The disagreement about DCIS vs. atypia rests in the fact that the differences between the two conditions are not sharply defined and it’s up to pathologists to make their own decisions, said Dr. George Sledge, co-director of the Susan G. Komen scientific advisory board.
“It reflects the fact that as long as we are basing our pathology around qualitative judgment, we’re likely always to have this problem,” he said.
That potential for disagreement worries women like Abby Howell, 57, of Seattle, who underwent two biopsies in 2013 after a mammogram suggested atypia. Howell was offered the option of watchful waiting, in which she would have received more frequent mammograms, but like many women wanting quick action, she opted for the needle biopsies.
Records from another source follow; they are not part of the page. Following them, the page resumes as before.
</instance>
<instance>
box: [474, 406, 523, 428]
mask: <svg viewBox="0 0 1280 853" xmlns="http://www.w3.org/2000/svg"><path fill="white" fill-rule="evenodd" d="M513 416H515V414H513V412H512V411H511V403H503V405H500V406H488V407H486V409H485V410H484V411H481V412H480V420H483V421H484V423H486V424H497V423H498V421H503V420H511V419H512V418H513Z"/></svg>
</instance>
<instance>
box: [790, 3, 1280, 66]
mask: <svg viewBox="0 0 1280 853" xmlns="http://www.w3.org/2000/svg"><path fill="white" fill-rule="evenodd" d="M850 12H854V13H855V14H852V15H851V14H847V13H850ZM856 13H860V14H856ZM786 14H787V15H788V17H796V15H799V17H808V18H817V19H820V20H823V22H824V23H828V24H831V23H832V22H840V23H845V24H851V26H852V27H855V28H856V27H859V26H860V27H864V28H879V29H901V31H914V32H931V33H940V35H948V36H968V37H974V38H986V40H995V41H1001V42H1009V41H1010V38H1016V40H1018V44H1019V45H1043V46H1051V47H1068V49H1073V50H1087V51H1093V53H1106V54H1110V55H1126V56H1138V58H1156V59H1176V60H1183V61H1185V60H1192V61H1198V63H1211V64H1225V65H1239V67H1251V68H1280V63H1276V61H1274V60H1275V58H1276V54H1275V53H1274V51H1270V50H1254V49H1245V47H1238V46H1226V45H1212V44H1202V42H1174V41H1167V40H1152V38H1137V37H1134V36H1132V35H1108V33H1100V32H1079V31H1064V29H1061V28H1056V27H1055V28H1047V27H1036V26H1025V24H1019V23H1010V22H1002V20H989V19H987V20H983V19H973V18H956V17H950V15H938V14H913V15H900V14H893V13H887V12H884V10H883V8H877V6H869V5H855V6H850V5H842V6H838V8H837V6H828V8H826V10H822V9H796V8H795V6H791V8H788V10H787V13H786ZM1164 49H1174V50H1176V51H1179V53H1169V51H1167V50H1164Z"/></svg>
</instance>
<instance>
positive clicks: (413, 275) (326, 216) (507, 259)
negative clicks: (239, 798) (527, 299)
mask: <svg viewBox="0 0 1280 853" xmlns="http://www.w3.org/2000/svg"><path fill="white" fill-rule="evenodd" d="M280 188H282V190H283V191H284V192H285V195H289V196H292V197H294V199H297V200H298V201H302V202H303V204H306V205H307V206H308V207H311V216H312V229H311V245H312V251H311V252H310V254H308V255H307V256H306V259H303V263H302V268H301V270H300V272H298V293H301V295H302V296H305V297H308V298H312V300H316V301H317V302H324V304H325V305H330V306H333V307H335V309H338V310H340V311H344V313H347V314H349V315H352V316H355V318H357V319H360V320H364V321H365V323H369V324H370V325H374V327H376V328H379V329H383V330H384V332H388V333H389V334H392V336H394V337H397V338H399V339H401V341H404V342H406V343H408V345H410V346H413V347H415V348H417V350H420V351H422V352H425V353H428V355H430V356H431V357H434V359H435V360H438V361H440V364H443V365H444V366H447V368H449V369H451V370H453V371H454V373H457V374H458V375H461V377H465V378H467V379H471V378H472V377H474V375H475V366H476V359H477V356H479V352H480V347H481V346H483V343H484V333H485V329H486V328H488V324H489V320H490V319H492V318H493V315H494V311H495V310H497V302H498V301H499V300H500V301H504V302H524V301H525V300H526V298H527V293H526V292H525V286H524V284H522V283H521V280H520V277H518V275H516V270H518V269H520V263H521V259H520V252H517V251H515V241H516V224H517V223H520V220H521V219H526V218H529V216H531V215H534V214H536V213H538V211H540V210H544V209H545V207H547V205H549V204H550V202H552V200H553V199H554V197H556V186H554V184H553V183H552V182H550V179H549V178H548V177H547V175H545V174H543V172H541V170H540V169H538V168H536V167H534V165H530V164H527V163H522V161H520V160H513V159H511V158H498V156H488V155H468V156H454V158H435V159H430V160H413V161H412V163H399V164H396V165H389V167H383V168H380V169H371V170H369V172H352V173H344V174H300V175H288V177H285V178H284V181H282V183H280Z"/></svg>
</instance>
The results didn’t ease her mind, however. After procedures, which were painful and difficult for her, one test came back clear, while the other showed atypical cells. A surgeon suggested that Howell undergo an excisional biopsy, which would have removed more tissue. She said no — and now wishes she had skipped the procedures entirely.
“If I had to do it all over again, I would never get a biopsy,” said Howell, who is cancer-free and has continued to monitor her progress with mammography. “I got a biopsy because I was trying to ease my anxiety and it did the exact opposite.”
The new study suggests that women given the option of watchful waiting or having biopsies might want to delay, especially for certain diagnoses, Elmore said. It’s reasonable to seek a second opinion about whether a biopsy is necessary — or about the results of completed biopsies — before moving forward.
“If you’re told that it’s atypia or DCIS, there’s no need to jump into treatment,” Elmore said. “Women should pause, take a deep breath and realize they’re lucky they weren’t given the diagnosis of invasive cancer.”